The harsh, saline environment at Patearoa might not seem like an obvious safe haven, but for some of our most rare and endangered salt-tolerant plant species, Patearoa could be the lifeline they need to stave off extinction. Perhaps one day the unassuming shoots of the New Zealand mousetail (Myosurus minimus) will emerge for the Central Otago spring.
Some like it salty
Some of the flora and fauna found at the Patearoa inland saline site.
Outside of Central Otago, this species was last seen on Stewart Island around the 1980s. Unlike the other saltgrass species on inland salt pans, it has a tiny flower that is so short it doesn’t get above the leaves. It prefers to occupy low points at Patearoa, where surface water accumulates, rather than uphill near the salt line boundary. The grass forms distinctive mats which are sometimes interspersed with other halophytes.
In Otago, this species is now considered more common inland than on the coast, where it is one of the most commonly encountered halophytes on salt pans. Flowering time at Patearoa forms a low meadow of lemon-yellow flowers held above the ground-hugging leaves.
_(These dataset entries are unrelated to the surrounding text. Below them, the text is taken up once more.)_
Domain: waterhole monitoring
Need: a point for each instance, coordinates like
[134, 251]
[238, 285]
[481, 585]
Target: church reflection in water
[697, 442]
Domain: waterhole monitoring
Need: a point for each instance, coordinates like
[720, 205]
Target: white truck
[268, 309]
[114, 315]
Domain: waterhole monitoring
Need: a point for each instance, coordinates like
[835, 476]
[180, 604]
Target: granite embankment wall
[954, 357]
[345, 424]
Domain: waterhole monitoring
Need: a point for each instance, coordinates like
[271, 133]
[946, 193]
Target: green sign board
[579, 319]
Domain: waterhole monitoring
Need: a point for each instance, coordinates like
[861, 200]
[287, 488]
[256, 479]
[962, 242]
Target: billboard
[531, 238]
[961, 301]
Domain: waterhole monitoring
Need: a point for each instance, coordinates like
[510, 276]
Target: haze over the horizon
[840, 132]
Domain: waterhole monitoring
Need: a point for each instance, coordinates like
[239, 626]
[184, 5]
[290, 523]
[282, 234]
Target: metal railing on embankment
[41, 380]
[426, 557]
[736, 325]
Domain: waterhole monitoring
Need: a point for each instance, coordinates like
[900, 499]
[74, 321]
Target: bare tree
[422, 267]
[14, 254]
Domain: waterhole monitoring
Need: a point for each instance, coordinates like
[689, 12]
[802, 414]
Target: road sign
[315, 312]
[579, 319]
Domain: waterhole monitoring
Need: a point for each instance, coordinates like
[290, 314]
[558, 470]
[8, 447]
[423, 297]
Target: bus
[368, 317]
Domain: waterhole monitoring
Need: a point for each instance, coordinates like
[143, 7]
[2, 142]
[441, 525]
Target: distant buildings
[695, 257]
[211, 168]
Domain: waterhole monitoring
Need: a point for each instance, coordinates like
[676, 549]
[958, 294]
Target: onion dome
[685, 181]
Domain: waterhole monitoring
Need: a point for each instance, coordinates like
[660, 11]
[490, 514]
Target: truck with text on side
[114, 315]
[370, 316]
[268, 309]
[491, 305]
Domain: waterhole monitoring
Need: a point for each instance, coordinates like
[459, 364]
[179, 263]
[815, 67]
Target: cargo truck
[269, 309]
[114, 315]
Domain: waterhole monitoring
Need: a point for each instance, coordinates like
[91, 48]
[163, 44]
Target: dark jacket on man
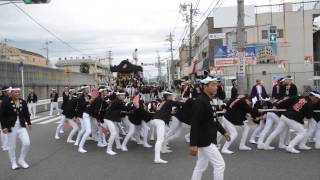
[32, 97]
[83, 105]
[115, 111]
[70, 108]
[54, 97]
[254, 92]
[165, 112]
[289, 91]
[204, 123]
[10, 113]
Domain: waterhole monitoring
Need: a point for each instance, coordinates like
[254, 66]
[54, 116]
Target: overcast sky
[96, 26]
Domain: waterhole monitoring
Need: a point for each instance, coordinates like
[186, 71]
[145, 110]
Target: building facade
[292, 54]
[98, 68]
[17, 55]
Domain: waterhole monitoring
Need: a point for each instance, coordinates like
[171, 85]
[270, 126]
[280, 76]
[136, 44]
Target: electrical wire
[47, 30]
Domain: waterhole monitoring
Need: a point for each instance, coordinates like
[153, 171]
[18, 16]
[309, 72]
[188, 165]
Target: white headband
[208, 79]
[316, 95]
[15, 89]
[83, 87]
[167, 93]
[100, 90]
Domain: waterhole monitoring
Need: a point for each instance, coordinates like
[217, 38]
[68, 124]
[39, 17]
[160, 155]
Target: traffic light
[273, 34]
[36, 1]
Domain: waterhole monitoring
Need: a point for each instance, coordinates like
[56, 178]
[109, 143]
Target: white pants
[85, 130]
[101, 135]
[32, 109]
[94, 128]
[22, 133]
[175, 129]
[4, 140]
[75, 128]
[205, 155]
[60, 125]
[311, 130]
[271, 119]
[257, 131]
[233, 133]
[55, 106]
[318, 135]
[160, 128]
[114, 134]
[284, 124]
[131, 130]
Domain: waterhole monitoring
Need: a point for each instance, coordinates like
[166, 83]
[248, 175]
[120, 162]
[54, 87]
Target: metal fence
[303, 80]
[41, 79]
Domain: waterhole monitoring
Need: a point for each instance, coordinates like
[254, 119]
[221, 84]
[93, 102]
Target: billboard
[256, 53]
[228, 56]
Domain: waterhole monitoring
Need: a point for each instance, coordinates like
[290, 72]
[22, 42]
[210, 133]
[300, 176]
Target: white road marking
[41, 119]
[50, 120]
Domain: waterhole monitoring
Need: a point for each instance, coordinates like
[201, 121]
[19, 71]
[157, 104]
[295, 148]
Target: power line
[46, 29]
[183, 35]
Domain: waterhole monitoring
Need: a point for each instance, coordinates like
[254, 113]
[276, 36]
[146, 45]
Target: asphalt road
[52, 159]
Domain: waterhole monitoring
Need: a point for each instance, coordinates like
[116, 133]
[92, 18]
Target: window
[280, 33]
[265, 34]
They must be like flags to passing insects looking for nectar and pollen. Although diminutive above ground, this species has an incredibly extensive root network, made up of deeper taps and roaming laterals. Unlike the saltgrass, which it commonly grows alongside, this orache or ‘salt bush’ occurs on drier ground up around the salt line at Patearoa.
This prostrate small herb forms mats on the Otago east coast, usually above the high tide line but well within spring tide and salt spray range. With white, half-frilled flowers, it occurs in a single place in the Patearoa covenant, near the lowest point where a wetland forms in winter and spring.
This endemic moth was re-discovered at this site in 1987 having not been recorded for 45 years. Paranotoreas fulva is a day flying moth found in the southern half of the South Island, preferring the salt pans of Otago and the grasslands in South Canterbury and Otago. Their larvae feed on Buchanan’s orache (A buchananii) and buck’s horn plantain (P coronopus). They have been known to sunbathe on the bare salt pans.